(NewsNation) — Major United States employers, including Walmart, Delta Air Lines, T-Mobile, Chevron and Starbucks, are using a startup artificial intelligence company to monitor employee messages, according to a recent CNBC article.
European brands, like Nestle and AstraZeneca, are also employing the services of AI firm Aware, which uses dozens of models built to read text and process messages.
These AI models can see how employees in certain age groups or geographies are responding to corporate policies and marketing campaigns, Jeff Schumann, Aware’s co-founder and CEO, told CNBC.
They can also identify bullying, harassment, discrimination, noncompliance, pornography, nudity and other behaviors, Schumann said. While analytics tools looking at employee sentiment and toxicity can’t flag individual employee names, Schumann said a separate eDiscovery tool can do so if it detects “extreme threats” or other risk behaviors.
Starbucks, Walmart, T-Mobile, and Chevron use Aware for governance risk and compliance, according to the company. This kind of work makes up about 80% of the company’s business, CNBC reported.
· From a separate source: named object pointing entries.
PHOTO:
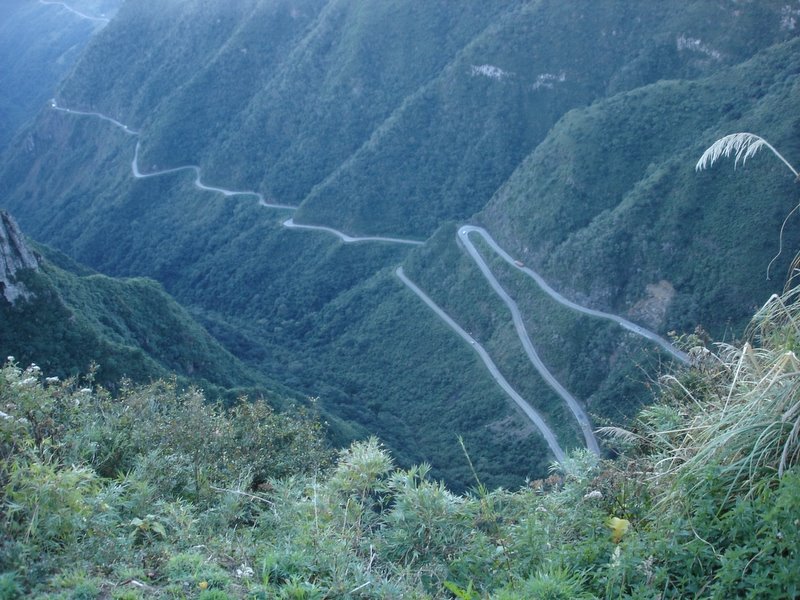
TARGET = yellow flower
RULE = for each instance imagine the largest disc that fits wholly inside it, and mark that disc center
(619, 527)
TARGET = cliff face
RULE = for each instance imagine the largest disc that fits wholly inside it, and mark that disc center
(14, 255)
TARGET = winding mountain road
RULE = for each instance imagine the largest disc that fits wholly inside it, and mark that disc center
(463, 235)
(348, 239)
(529, 411)
(632, 327)
(519, 325)
(75, 12)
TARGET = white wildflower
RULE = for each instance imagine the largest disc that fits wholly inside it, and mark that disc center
(244, 571)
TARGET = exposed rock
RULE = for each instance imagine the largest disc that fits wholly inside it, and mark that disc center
(652, 309)
(14, 255)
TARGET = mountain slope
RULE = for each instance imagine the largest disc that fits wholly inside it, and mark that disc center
(68, 319)
(39, 44)
(401, 120)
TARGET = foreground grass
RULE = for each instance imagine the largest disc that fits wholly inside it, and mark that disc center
(160, 494)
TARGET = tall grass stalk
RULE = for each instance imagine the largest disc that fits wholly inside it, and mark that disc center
(743, 146)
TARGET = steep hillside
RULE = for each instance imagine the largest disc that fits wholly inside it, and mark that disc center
(189, 132)
(65, 320)
(39, 44)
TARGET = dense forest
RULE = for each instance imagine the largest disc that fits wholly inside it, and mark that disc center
(187, 133)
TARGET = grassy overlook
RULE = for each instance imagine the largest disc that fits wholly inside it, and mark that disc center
(424, 137)
(702, 500)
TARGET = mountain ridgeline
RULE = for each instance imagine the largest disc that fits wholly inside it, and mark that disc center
(568, 130)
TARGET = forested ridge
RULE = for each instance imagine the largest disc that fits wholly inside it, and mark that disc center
(568, 130)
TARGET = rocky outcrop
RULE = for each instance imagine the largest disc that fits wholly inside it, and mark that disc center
(14, 255)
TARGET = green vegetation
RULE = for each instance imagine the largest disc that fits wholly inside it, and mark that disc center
(576, 122)
(76, 320)
(163, 495)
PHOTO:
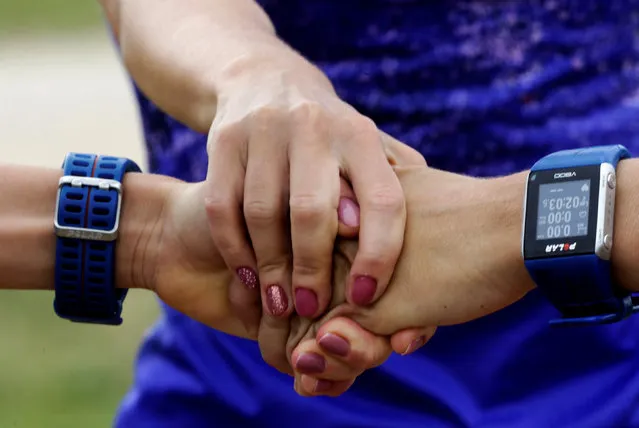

A representative from AstraZeneca said to CNBC that the company uses the eDiscovery product but not the analytics for sentiment or toxicity. Delta uses Aware’s analytics and eDiscovery to keep track of trends and sentiment as a way of gathering feedback from employees and its legal records.
Walmart, T-Mobile, Chevron, Starbucks and Nestle did not respond to CNBC’s request for comment.
It’s not just these companies using AI to see what their employees are doing, though. Business Insider published an investigation that showed JPMorgan Chase used an internal tool to track employees’ office attendance, calls and calendars. Autopilot workers at Tesla’s New York plant, meanwhile, said in a Bloomberg article that their keystrokes are tracked to ensure they’re “actively working.”
When it comes to employee surveillance AI in general, Jutta Williams, co-founder of AI accountability nonprofit Humane Intelligence, said on CNBC that “a lot of this becomes thought crime.”
“This is treating people like inventory in a way I’ve not seen,” she said to the outlet.